New K-9 officer won’t be trained to alert on weed

Public Works projects fill most of agenda
By 
Kathleen Gilluly
Thursday, January 21, 2021

The first matter of business covered in Laurel’s City Council workshop meeting Tuesday night was the acquisition and training of the new police dog for the police department and Officer Jackson Booth. The funding for the K-9 came from donations and fundraisers.

“The overwhelming community support, locally and in the area, has just dumbfounded me,” Laurel Police Department Chief Stan Langve said. “I’m truly humbled by the respect and trust the community has given us.” Chief Langve also praised Officer Booth’s dedication and hard work.

Councilman Richard Herr asked about repercussions if the dog was to hit on marijuana, in the course of its duties. Possession of marijuana is not a crime in Montana as of Jan. 1.

“It is trained to react to certain odors and with the legalization of marijuana the argument is if the canine is trained for marijuana and alerts to it, there is no probable cause and the basis of the search is illegal,” the Chief explained. “So, the animal not being trained on marijuana removes that argument.”

Next, the council heard from Public Works Director Kurt Markegard and Matt Smith of KLJ Engineering, Inc. regarding a resolution to approve a task order authorizing work for the 5th Avenue water main re-route.

“This task order is for KLJ to essentially design and go into construction on a water main relocation. We’re taking it from up 5th Avenue where it goes to the water reservoir over to 4th Avenue to 12th Street. On 12th we’re tying it in to 5th Avenue and also connecting into Valley Drive where it also goes to the reservoir.” Markegard said the move would give the city more flexibility in water distribution. Smith said he hopes they can begin work in April or May depending on approval from the Department of Environmental Quality.

Councilman Irv Wilke asked about the safety of abandoning water lines located under houses.

“We’ll take a close look at that,” Smith said. “We’re thinking of filling those lines with concrete before we just walk away.” He noted that he is aware of abandoned water lines sitting for 50 or 60 years under buildings with no problems, but that it is a concern.

The next resolution under consideration will authorize the reconstruction and rehabilitation of screw pump “B” at the wastewater treatment plant. The screw pumps lift the sewage water so it can go into the processing plant.

“We should get another ton of years out of both of them,” Mayor Tom Nelson said, referring to screw pump “B” and another that was replaced last year.

A resolution to replace a plant lift well at the water treatment plant was discussed next.

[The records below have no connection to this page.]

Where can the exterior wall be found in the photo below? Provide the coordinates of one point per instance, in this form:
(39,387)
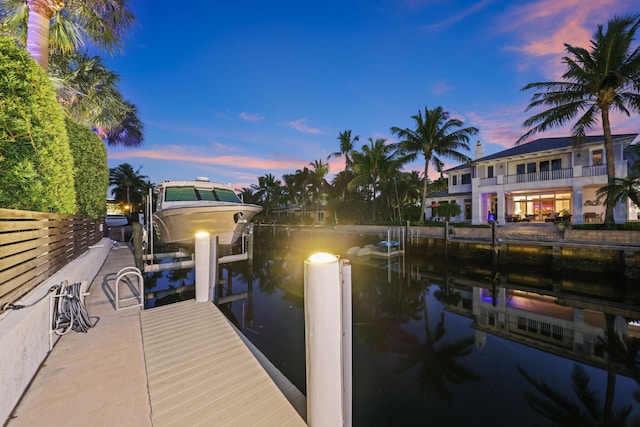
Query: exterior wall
(25,333)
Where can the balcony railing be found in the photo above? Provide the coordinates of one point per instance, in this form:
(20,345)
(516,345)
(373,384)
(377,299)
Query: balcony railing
(539,176)
(597,170)
(488,181)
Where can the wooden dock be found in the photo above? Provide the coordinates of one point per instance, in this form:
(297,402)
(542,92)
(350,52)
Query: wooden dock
(201,373)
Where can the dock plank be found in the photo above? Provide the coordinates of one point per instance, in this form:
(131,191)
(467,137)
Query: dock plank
(201,373)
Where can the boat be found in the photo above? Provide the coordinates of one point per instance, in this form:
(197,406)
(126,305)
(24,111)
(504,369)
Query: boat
(185,208)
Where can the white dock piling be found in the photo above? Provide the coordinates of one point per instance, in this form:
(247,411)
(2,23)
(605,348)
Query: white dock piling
(202,255)
(327,319)
(212,293)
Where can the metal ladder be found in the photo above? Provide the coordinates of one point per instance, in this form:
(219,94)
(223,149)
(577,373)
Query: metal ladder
(138,293)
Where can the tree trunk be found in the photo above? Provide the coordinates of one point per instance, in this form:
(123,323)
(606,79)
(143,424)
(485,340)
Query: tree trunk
(423,209)
(611,166)
(40,13)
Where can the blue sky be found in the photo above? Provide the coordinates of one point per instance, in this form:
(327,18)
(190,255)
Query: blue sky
(236,90)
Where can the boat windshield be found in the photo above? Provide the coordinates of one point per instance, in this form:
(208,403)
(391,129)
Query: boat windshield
(193,194)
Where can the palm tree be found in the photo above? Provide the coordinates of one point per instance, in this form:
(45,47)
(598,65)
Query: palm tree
(129,185)
(596,82)
(346,147)
(318,182)
(375,164)
(269,191)
(302,184)
(248,195)
(66,25)
(291,190)
(88,92)
(435,136)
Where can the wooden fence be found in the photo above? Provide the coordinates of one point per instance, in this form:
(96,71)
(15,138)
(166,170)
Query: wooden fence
(35,245)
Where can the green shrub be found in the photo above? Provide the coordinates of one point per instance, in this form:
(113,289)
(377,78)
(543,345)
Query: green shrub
(36,167)
(91,172)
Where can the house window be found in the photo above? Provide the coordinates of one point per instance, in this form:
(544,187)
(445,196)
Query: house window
(596,157)
(544,166)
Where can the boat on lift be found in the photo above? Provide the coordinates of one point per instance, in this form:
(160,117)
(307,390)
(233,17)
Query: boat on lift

“It is essentially a wet well sump,” Markegard said. “It lifts the water up to our pond.” He said records indicated it hasn’t been replaced since 1978 and has deteriorated since then. The replacement wet well will have two pumps in case one fails, he said.

Smith said that KLJ, “is kind of excited about this one,” because they don’t get to do it very often. He said the work has to be completed in summer. “We can’t do it in spring because of high run-off.”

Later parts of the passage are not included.